Today I had a patient say to me, "Since my diagnosis, I have started doing a mass e-mail to my friends and family to keep them updated on what was going on."
Woah! Deja vu! Took me back to September 21, 2010. No, I didn't mean the 20th, I meant the 21st. I remember that day vividly. It was another bright, sunny September day. I remember standing at my front door, looking outside, and telling someone on the phone what happened. My phone was ringing off the hook, so this was one of many times I would be updating someone. Now the previous night, the night of the 20th, I did my first blog post about Leslie. But I never did it with the intention of sharing it.
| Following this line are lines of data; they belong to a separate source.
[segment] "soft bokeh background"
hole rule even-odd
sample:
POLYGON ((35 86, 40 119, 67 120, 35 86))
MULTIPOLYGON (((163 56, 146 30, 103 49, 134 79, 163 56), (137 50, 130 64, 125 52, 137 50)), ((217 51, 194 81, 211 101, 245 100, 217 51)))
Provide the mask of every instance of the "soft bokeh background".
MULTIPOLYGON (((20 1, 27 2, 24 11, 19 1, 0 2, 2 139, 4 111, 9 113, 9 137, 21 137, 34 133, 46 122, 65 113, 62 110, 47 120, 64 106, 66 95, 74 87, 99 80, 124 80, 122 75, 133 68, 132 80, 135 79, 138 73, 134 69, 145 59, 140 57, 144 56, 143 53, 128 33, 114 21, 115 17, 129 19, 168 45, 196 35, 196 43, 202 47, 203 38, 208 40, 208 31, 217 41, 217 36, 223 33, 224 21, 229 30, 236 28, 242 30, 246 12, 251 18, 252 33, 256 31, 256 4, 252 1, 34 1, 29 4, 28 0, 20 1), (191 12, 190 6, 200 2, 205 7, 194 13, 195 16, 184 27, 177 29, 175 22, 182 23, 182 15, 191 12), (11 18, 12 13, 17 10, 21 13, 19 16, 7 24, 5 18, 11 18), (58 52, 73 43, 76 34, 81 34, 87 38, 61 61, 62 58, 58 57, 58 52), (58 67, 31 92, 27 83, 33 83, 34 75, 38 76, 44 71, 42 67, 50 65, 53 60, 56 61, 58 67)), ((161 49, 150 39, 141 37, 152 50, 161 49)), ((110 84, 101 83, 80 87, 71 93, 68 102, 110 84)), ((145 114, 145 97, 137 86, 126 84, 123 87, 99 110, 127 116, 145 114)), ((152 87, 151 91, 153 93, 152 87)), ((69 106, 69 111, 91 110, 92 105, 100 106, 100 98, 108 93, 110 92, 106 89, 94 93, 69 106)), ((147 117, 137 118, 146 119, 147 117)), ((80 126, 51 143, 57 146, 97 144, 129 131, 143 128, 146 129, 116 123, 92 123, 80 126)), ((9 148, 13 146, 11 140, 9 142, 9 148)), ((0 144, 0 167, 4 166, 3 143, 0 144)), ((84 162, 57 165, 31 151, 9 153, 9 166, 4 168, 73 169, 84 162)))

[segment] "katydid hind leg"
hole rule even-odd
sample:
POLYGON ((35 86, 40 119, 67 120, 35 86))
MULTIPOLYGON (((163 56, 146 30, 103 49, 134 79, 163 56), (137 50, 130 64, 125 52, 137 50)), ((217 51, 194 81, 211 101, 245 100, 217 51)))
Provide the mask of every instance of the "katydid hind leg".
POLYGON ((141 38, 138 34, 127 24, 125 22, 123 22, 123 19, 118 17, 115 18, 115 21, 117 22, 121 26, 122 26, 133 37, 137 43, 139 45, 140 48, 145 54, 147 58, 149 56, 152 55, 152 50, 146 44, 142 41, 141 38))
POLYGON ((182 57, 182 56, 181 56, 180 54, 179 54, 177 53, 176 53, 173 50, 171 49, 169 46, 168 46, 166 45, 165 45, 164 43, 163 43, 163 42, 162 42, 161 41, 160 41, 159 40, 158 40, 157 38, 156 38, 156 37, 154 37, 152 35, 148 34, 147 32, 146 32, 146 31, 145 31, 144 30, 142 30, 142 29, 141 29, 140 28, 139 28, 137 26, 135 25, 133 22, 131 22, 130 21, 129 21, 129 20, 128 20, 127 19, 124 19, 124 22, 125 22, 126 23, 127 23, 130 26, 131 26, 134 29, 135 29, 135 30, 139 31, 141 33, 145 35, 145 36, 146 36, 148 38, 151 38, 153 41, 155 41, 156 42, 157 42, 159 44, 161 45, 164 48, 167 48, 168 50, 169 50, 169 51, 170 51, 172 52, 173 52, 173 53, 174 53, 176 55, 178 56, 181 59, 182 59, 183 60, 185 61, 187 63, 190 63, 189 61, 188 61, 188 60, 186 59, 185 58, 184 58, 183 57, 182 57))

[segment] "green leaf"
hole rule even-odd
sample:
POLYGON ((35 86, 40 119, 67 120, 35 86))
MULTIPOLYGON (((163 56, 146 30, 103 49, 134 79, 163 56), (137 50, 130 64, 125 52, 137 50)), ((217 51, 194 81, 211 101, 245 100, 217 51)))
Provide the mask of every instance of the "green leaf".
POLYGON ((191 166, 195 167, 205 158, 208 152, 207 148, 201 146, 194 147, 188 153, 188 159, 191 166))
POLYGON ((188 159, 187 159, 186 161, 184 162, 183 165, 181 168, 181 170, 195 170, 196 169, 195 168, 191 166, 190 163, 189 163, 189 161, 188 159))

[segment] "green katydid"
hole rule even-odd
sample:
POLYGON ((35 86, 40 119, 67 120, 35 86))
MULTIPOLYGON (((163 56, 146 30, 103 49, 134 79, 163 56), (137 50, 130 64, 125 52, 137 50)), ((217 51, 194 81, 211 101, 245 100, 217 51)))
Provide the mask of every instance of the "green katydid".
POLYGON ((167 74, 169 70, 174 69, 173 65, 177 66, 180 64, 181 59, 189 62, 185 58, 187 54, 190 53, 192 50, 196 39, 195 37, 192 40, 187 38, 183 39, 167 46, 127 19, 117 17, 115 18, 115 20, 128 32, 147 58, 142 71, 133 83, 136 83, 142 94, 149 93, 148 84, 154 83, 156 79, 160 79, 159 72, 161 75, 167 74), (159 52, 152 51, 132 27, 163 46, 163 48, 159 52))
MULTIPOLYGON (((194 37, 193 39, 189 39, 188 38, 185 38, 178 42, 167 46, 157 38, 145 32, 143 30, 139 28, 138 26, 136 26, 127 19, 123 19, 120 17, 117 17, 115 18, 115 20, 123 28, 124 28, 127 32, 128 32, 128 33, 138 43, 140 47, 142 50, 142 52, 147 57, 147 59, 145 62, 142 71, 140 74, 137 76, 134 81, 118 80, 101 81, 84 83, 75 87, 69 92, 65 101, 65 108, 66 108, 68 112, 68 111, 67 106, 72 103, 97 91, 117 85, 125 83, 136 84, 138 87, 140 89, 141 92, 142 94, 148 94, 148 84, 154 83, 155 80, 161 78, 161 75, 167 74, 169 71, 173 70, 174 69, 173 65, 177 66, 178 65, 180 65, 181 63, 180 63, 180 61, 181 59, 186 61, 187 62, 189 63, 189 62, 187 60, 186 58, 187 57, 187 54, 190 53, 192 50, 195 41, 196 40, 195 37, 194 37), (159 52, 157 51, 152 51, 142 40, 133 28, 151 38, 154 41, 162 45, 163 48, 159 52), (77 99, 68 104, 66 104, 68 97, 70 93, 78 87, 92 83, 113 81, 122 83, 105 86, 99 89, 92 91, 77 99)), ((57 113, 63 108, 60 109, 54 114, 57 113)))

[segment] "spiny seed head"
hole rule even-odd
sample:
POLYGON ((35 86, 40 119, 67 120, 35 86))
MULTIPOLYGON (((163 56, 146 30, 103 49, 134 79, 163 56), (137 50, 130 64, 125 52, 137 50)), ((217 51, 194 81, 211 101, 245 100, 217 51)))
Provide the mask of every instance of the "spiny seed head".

It wasn't until phone call number 1,001 that it occurred to me: I'm going to be blogging throughout this nightmare, why not share the link so people can stay informed, too? And from that moment on, it spread like wildfire.
I recommended to this patient that she should consider blogging. She is very overwhelmed with her diagnosis, so I have spent a lot of time talking to her and reassuring her. I told her that it is a great mechanism for "brain dumping" for herself, as well as keeping others updated. And then she would always have something to look back on to see how far she had come. She really liked this idea, but what surprised me was how, amongst all of her personal health concerns, she picked up on me saying, "when my sister got sick" as I told her about blogging.
Her response to that was SO touching. "So wait, you are so patient with me and all of my questions, because you have been there before?" Bingo! I've been there. No, not as the patient. No, it wasn't cancer. But it was tragic, scary, and completely changed me. I was the patient's sister who encountered so many medical professionals, and the ones that gave me the best impression were the one's that actually LISTENED. The one resident who came in the middle of the night as I sat by Leslie's side, listening to the ventilator whoosh air in and out of her lungs? He pulled up a chair and asked what was on my mind. I remember him. The nurse who saw me dislike when they'd ask me to step out so they could reposition her, and instead asked me to stay and help.... I remember her. They make a HUGE impact on me.
When this patient asked me if I am the way I am because of my sister, I was caught off guard. I told her that when I became a nurse in 2008, I'm really not sure HOW I was. I know I tried to be the best nurse I could possibly be, but I responded to her question with, "Yes, I suppose you are right. I have changed since then."
I still consider myself a "baby nurse", meaning freshly graduated and still learning. But I have found that all the knowledge in the world will not make a difference to your patient and their families if you aren't able to look beyond their diagnosis and see them as actual people.